National Security Agency Director Keith Alexander testified Tuesday before the House Intelligence Committee that phone and Internet surveillance programs made public by former defense contractor Edward Snowden prevented approximately 50 terrorist plots since 2001, 10 of which targeted the U.S., and said new policies are being crafted to prevent another large-scale leak.
Alexander disclosed that approximately 1,000 people are currently employed as NSA systems administrators – the position Snowden held – and that the agency is "working to come up with a two-person rule" to prevent people "from taking information out of our system." Snowden was a contractor assigned to the NSA by Booz Allen Hamilton before he downloaded and released information on the top-secret programs.

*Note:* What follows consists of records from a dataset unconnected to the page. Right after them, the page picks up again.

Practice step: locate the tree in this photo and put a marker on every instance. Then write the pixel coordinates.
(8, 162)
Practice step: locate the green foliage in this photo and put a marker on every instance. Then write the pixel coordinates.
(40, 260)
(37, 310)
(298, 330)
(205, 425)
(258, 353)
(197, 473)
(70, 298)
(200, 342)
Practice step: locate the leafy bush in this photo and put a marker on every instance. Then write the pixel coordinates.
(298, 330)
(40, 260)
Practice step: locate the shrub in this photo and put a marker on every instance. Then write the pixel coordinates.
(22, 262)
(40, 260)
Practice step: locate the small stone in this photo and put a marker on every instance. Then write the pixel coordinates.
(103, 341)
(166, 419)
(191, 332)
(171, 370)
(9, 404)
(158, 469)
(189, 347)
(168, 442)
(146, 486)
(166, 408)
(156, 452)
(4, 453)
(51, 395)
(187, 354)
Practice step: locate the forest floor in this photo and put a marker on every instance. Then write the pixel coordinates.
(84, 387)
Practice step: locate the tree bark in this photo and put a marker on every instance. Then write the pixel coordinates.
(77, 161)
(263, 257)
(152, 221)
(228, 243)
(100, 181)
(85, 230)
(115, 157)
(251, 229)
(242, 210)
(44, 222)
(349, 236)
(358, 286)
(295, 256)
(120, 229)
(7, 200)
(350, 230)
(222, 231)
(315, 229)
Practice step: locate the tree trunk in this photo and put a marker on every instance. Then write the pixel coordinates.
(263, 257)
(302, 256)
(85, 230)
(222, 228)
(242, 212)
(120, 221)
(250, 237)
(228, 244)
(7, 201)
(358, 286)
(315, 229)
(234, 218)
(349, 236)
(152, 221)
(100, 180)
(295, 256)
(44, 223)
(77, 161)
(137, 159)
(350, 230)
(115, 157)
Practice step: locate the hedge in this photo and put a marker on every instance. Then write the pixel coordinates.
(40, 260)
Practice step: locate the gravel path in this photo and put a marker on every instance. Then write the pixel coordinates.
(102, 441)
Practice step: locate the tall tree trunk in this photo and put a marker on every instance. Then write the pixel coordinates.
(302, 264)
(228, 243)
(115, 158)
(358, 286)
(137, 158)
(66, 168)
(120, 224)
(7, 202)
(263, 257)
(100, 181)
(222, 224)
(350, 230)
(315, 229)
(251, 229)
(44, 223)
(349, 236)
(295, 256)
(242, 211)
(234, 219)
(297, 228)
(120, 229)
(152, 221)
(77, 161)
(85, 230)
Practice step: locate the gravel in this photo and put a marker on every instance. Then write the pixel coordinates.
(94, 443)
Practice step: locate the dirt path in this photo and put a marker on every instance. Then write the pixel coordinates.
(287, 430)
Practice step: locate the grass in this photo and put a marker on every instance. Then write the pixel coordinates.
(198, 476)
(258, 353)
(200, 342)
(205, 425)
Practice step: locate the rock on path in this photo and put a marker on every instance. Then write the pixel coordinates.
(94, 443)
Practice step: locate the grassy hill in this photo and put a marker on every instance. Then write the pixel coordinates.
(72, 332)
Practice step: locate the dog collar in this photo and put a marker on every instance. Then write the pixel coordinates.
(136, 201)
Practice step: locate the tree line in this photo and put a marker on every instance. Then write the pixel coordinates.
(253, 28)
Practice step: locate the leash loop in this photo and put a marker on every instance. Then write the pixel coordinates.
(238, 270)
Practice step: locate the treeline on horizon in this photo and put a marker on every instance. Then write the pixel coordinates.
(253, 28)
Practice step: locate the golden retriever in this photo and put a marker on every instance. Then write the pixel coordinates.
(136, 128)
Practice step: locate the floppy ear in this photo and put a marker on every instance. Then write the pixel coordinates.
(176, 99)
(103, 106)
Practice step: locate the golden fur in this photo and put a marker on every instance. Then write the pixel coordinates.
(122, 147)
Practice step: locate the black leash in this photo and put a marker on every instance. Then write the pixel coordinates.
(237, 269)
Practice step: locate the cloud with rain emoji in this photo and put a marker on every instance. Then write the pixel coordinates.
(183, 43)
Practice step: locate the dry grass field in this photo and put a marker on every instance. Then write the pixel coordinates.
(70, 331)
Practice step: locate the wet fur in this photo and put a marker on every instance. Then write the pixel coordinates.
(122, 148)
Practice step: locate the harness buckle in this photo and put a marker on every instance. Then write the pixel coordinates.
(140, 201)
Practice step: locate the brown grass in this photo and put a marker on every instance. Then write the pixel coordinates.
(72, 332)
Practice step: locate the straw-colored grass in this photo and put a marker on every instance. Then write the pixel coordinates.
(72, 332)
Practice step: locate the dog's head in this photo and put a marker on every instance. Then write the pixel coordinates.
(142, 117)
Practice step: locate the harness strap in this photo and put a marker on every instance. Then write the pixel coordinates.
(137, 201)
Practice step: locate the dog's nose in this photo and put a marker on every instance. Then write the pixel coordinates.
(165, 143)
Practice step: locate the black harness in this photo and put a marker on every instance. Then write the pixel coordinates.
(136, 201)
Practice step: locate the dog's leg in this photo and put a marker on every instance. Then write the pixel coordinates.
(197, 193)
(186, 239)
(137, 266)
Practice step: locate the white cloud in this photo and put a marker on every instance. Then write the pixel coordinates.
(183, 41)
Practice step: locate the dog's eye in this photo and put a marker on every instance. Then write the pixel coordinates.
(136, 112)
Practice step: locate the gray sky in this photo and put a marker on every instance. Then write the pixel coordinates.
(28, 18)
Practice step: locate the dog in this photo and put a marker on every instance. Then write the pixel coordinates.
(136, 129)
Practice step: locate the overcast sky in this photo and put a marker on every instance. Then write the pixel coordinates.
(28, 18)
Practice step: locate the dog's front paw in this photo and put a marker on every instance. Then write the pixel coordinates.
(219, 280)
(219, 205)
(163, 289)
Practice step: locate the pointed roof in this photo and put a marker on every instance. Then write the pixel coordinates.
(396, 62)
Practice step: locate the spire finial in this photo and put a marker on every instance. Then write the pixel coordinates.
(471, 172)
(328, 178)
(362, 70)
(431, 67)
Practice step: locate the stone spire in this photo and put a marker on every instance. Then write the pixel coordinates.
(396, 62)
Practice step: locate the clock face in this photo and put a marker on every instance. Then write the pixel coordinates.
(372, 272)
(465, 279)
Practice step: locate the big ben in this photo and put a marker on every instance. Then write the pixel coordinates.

The intelligence agency leader didn't go into detail about what precisely the new "two person" rule would entail. "When one of those persons misuses their authority, that is a huge problem," Alexander said.
The government officials present at Tuesday's hearing publicly disclosed two cases they said were cracked with the broad communications surveillance: One in 2010, in which investigators nabbed Khalid Ouazzani for allegedly plotting with Yemeni co-conspirators to blow up the New York Stock Exchange and another in which a man was arrested for providing "financial support" to an extremist group in Somalia.

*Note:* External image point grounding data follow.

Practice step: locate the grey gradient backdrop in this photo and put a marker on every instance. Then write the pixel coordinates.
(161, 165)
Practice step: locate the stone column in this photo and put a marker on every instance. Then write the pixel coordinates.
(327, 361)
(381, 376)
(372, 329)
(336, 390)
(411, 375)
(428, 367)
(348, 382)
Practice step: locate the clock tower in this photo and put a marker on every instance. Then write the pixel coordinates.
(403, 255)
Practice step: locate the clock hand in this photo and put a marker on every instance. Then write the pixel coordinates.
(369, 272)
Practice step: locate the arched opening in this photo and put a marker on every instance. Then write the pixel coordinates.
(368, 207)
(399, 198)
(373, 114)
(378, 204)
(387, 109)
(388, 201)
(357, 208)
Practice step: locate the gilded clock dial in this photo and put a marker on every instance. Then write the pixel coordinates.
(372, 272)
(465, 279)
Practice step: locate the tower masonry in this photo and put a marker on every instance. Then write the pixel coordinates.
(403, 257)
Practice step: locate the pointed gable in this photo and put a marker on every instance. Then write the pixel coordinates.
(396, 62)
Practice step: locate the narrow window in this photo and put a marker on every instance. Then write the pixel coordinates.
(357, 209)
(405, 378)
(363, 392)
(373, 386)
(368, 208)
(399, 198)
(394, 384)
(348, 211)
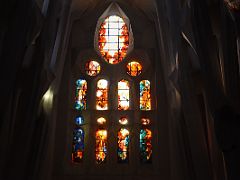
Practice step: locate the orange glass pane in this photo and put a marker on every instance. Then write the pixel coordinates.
(113, 39)
(102, 95)
(123, 95)
(134, 68)
(92, 68)
(101, 145)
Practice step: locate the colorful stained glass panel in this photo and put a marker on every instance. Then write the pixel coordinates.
(102, 95)
(92, 68)
(145, 146)
(123, 95)
(77, 145)
(145, 96)
(81, 92)
(134, 68)
(123, 145)
(113, 39)
(101, 145)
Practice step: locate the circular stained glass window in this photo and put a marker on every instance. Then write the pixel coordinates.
(92, 68)
(113, 39)
(134, 68)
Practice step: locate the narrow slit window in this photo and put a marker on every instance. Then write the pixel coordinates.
(81, 92)
(113, 39)
(123, 146)
(102, 95)
(145, 96)
(145, 145)
(123, 95)
(101, 146)
(78, 145)
(134, 68)
(92, 68)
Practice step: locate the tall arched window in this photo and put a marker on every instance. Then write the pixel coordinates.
(78, 140)
(81, 91)
(123, 145)
(145, 95)
(114, 79)
(123, 95)
(102, 95)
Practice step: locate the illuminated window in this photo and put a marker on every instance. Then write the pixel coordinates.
(123, 145)
(145, 97)
(145, 145)
(101, 145)
(78, 145)
(79, 120)
(134, 68)
(101, 121)
(92, 68)
(81, 91)
(123, 121)
(123, 95)
(113, 39)
(145, 121)
(102, 95)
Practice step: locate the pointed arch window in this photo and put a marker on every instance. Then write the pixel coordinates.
(102, 95)
(123, 95)
(145, 96)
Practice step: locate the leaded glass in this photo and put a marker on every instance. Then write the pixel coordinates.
(145, 145)
(134, 68)
(123, 95)
(81, 91)
(77, 145)
(102, 95)
(123, 145)
(145, 96)
(92, 68)
(113, 39)
(101, 145)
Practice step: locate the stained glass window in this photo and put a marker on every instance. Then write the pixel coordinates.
(123, 145)
(81, 91)
(113, 39)
(102, 95)
(145, 96)
(77, 145)
(134, 68)
(101, 145)
(145, 121)
(123, 95)
(123, 120)
(92, 68)
(79, 120)
(145, 145)
(101, 121)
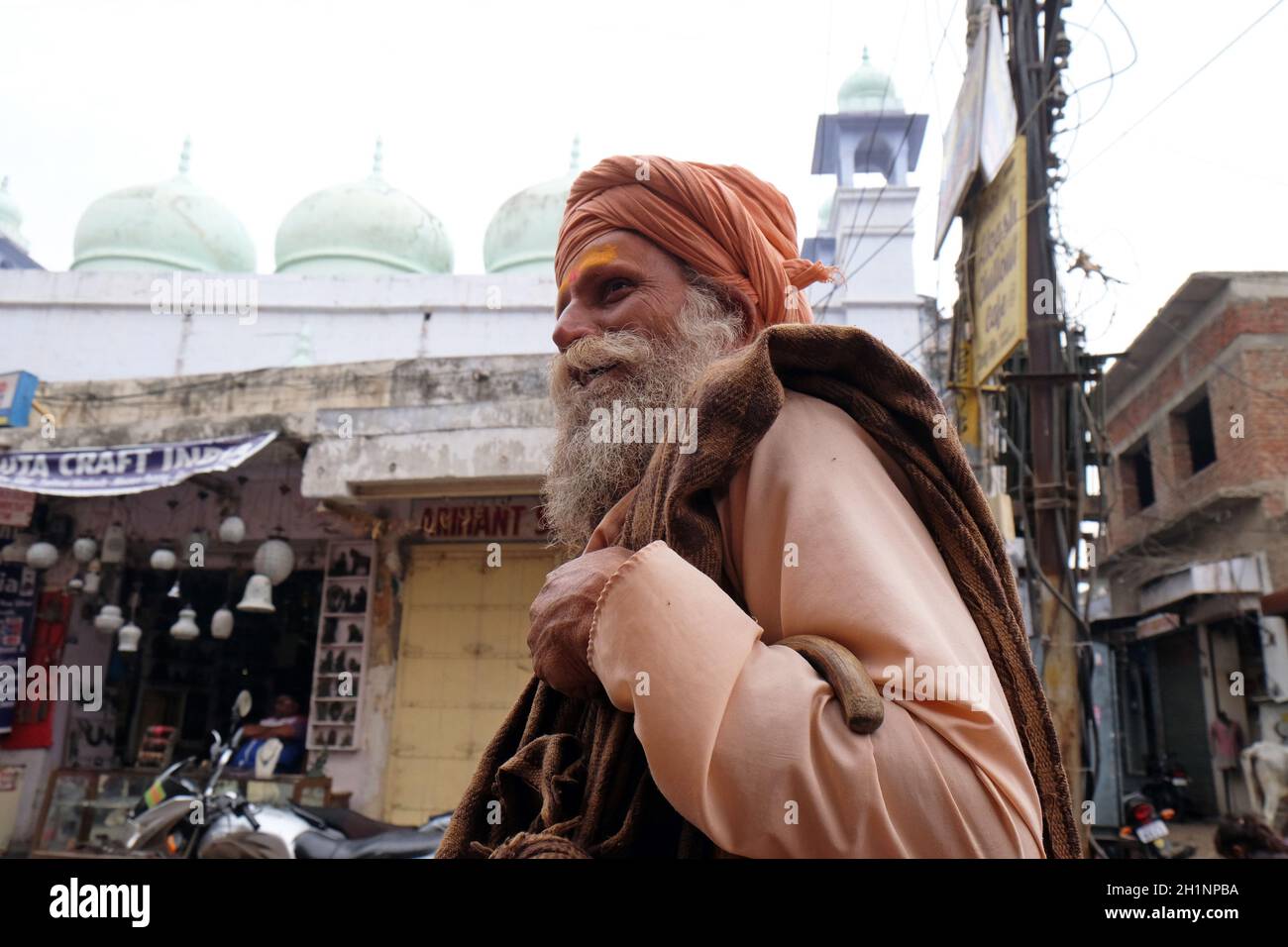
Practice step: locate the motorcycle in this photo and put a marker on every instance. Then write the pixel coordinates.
(1167, 788)
(179, 817)
(1144, 834)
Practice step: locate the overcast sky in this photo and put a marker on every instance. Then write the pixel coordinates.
(478, 99)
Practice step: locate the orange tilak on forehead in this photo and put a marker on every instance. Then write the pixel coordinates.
(595, 258)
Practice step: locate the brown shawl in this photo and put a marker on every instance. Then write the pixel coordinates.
(568, 779)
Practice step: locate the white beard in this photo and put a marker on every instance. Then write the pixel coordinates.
(588, 476)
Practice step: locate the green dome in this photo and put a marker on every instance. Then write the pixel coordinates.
(524, 231)
(362, 228)
(868, 90)
(172, 224)
(11, 218)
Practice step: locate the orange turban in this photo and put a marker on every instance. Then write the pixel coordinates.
(720, 219)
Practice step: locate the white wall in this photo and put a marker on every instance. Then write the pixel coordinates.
(80, 326)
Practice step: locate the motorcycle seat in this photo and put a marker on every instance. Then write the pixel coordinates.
(403, 843)
(349, 823)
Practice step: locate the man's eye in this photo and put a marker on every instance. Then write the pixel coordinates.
(616, 286)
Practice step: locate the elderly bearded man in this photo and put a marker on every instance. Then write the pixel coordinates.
(666, 716)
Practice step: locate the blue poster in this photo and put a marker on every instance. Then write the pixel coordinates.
(17, 620)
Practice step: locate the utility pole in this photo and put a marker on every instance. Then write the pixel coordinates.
(1041, 381)
(1048, 380)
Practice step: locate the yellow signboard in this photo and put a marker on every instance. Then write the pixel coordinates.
(1000, 292)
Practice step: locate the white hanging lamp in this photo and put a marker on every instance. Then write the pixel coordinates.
(114, 544)
(108, 618)
(129, 638)
(275, 560)
(42, 556)
(84, 549)
(222, 624)
(185, 628)
(232, 530)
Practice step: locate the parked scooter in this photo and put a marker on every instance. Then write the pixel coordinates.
(1167, 788)
(187, 819)
(1144, 834)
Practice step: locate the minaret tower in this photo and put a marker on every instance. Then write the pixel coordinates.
(866, 227)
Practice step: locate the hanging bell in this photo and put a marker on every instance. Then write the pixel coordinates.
(274, 558)
(185, 629)
(232, 530)
(84, 549)
(108, 620)
(222, 624)
(114, 544)
(129, 638)
(258, 595)
(42, 556)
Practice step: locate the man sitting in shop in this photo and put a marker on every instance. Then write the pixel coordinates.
(282, 735)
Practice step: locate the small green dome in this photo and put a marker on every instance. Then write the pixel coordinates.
(524, 231)
(11, 218)
(362, 228)
(868, 89)
(172, 224)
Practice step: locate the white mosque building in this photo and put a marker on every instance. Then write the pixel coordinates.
(402, 394)
(163, 277)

Rep. Mac Thornberry, R-Texas, questioned FBI Deputy Director Sean Joyce at the hearing, inquiring if the NYSE plotters were serious or if the plans were "something they kind of dreamed about talking among their buddies." Joyce said the conviction of plotters showed it was a serious plan.
"Ouazzani had been providing information and support to this plot," Joyce testified. However, Ouazzani's defense attorney, Robin Fowler, disputed the government's tale, telling Wired magazine that his client "was not involved in any plot to bomb the New York Stock Exchange" and, in fact, his guilty plea is only for providing material support to al-Qaida.
Two previously disclosed examples – of New York subway bomber Najibullah Zazi and David Headley, who sought out Mumbai targets for terrorists – were disputed by the Guardian, which published the initial reports on the government programs. The Guardian reported that each case may have actually originated with tip-offs from British intelligence.
Alexander, the NSA director, testified that the programs, which were unknown to the public until earlier this month, are "subject to rigorous oversight" and touted the agency's "rigorous training programs" for analysts.
Under the phone record-collection program, which has been used to gather the metadata of customer phone calls from major U.S. companies for seven years, the secret Foreign Intelligence Surveillance Court requires that companies hand over records on an ongoing daily basis. The information is retained by the NSA for analysis. The orders are reissued every 90 days.
Alexander lavished praise on the FISA court – where targets do not have defense attorneys present – for its "superb" job with the secret programs. "They have been extremely professional, there is, from my perspective, no rubber stamp," he said.
"This is not a program that's off the books," testified Deputy Attorney General James Cole, who complained that news reports did not mention limitations on how the information can be used. Requests for access to the logs and records of access history are documented and audited, he said.
Cole said the Fourth Amendment – which protects Americans from unreasonable search and seizure – does not protect the phone records of Americans because customers of phone companies do not have a reasonable expectation of privacy for records of who they call. Nonetheless, he said, American citizens and permanent residents do not have their phone logs whimsically searched.
"Every now and then, there may be a mistake," Cole admitted, but he said those instances are "reported to the FISA court immediately," as well as congressional judiciary and intelligence committees.